Espaces verts : la mort de Roland Jancel, l’homme aux magnolias

Mots clés : Aménagements extérieurs - Etat et collectivités locales

Les services d’espaces verts des collectivités pleurent Roland Jancel, décédé le mercredi 7 août à l’âge de 76 ans. Il avait présidé leur association nationale Hortis pendant cinq ans, entre 1996 et 2001. A Nantes où il a dirigé le service de 1984 à 2001, la maire Johanna Rolland rappelle que son nom reste associé à la renaissance régionale du magnolia.  

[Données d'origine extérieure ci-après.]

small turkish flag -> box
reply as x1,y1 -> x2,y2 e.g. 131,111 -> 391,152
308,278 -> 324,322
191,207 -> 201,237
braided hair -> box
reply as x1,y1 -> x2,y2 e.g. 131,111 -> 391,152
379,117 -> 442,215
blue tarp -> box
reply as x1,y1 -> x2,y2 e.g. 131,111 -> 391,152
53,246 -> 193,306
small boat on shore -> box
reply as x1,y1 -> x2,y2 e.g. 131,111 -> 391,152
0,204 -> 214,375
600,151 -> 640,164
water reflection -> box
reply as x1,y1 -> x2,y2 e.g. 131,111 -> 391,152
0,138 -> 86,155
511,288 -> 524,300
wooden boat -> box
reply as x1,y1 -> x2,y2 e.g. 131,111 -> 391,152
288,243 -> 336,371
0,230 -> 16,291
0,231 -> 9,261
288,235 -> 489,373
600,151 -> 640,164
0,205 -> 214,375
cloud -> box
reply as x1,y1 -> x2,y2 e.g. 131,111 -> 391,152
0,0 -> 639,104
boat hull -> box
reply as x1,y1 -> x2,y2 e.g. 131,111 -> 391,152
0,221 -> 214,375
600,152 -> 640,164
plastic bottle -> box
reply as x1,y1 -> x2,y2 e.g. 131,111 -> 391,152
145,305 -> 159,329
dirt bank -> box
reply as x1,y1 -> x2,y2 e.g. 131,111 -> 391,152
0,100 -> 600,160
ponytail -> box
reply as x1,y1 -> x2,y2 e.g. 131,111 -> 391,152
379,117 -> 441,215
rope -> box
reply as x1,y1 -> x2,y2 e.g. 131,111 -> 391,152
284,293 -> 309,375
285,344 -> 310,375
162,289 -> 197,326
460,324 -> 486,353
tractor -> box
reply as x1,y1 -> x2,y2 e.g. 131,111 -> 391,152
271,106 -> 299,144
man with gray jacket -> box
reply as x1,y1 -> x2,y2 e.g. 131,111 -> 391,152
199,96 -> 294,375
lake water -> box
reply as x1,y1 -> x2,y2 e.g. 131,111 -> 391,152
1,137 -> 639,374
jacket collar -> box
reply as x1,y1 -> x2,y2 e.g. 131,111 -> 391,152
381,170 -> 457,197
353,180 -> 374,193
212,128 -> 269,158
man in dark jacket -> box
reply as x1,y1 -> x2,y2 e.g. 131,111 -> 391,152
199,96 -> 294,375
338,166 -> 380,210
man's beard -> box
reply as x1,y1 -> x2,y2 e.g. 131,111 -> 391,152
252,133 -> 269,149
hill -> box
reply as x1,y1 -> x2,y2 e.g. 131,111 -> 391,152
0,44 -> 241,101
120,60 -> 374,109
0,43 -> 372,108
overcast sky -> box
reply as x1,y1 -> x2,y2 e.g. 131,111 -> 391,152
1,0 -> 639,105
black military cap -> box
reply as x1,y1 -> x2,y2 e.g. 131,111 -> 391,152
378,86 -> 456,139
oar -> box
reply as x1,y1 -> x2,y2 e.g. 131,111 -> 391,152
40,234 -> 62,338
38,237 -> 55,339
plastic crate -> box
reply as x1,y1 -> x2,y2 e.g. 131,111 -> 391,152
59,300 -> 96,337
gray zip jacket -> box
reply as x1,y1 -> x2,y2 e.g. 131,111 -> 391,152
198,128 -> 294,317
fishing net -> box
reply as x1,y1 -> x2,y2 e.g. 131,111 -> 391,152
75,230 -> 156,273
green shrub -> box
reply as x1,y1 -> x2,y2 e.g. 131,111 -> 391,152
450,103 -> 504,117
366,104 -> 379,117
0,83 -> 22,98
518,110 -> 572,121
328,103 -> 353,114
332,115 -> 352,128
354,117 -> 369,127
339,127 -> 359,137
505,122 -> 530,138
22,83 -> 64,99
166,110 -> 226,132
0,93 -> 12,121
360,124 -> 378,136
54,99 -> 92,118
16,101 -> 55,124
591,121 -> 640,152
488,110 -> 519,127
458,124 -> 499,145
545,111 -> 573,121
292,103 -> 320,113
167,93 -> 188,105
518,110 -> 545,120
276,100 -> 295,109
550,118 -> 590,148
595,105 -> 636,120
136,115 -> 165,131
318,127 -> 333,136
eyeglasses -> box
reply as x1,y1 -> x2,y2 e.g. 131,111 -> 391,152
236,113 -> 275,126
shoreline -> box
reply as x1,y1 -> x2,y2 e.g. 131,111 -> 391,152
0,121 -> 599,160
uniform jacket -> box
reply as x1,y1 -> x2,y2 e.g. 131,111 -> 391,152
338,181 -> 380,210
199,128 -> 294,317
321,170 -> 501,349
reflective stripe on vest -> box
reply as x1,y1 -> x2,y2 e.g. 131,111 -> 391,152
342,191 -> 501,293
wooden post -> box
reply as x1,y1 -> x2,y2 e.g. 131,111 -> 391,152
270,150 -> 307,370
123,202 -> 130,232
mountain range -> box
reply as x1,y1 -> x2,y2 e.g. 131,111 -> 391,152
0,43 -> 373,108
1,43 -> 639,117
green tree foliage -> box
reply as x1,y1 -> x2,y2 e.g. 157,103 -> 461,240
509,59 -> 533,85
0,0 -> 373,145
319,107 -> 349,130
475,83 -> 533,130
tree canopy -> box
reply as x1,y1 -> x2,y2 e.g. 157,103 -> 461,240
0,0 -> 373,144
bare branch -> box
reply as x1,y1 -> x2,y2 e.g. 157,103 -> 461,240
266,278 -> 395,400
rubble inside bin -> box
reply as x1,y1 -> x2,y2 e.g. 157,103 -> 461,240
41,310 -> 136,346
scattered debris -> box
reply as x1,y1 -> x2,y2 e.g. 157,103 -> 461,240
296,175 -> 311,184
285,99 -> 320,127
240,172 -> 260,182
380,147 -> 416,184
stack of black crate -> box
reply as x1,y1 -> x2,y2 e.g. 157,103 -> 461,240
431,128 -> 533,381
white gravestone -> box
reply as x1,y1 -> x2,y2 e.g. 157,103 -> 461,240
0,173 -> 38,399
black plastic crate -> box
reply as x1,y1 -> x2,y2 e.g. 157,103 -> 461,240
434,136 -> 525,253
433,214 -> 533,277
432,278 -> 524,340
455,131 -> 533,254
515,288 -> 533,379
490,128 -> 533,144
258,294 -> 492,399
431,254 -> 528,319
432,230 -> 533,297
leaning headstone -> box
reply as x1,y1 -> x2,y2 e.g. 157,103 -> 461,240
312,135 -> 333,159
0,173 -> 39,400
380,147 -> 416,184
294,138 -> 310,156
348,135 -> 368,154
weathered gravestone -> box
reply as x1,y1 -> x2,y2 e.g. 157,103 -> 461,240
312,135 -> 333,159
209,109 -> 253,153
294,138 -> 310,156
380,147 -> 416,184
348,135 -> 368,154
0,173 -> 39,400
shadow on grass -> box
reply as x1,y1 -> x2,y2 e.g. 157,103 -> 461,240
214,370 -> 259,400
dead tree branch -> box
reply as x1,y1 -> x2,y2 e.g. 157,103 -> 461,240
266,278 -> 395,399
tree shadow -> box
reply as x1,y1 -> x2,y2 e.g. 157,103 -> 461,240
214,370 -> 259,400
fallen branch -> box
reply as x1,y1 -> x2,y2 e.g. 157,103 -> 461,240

Les Français le connaissent sans le savoir : Roland Jancel a inventé les Systèmes intégrés de fleurissement urbain (Sifu). Brevet toujours exploité par la société Atech à Cholet (Maine-et-Loire), ces suspensions florales à arrosage automatique ont certes pris un coup de vieux avec la montée en puissance des critères écologiques dans l’appréciation du fleurissement. Les Sifu n’en ont pas moins accompagné le mouvement des villes et villages fleuris de France. Surtout, ils témoignent de l’esprit d’innovation qui a animé Roland Jancel, directeur du service d’espaces verts de Nantes pendant les quinze dernières années du XXème siècle.

 

L’innovateur

 

« Toujours curieux des nouveautés, il a fait partie des premiers expérimentateurs des puces électroniques pour le suivi des arbres »,  souligne Françoise Barret, ingénieur au service des espaces verts de Nantes. Cette année, le 80e anniversaire de l’association Hortis lui a donné une ultime occasion de revenir sur son parcours de défricheur d’innovations : dans le dossier commémoratif de la revue « De ville en ville », Roland Jancel rappelle qu’il a porté sur les fonts baptismaux le site web de l’association des directeurs de services d’espaces verts.

 

Le passeur

 

L’innovateur se voulait aussi passeur de relais, comme il le soulignait dans ce même témoignage recueilli par Jean-Pierre Gueneau, l’actuel président d’Hortis. Roland Jancel y rend hommage à son prédécesseur à la direction des espaces verts de la ville aux 100 parcs : « Je n’étais animé d’aucune ambition particulière, mais pris dans la foulée de cet extraordinaire meneur d’hommes qu’était Paul Plantiveau ». D’un directeur à l’autre, la continuité des ambitions vertes fait également partie des premières qualités évoquées par Françoise Barret.

 

Le collectionneur

 

Le magnolia en constitue le symbole : issu de l’école d’ingénierie horticole de Versailles avant qu’elle ne devienne une école de paysagistes, Roland Jancel gardait une culture de botaniste, attaché à la notion de collection. « Il a contribué à transformer cette plante quasi-indigène en un emblème de Nantes », insiste Françoise Barret. Une démonstration précoce des convergences possibles entre l’art des jardins et l’attractivité économique.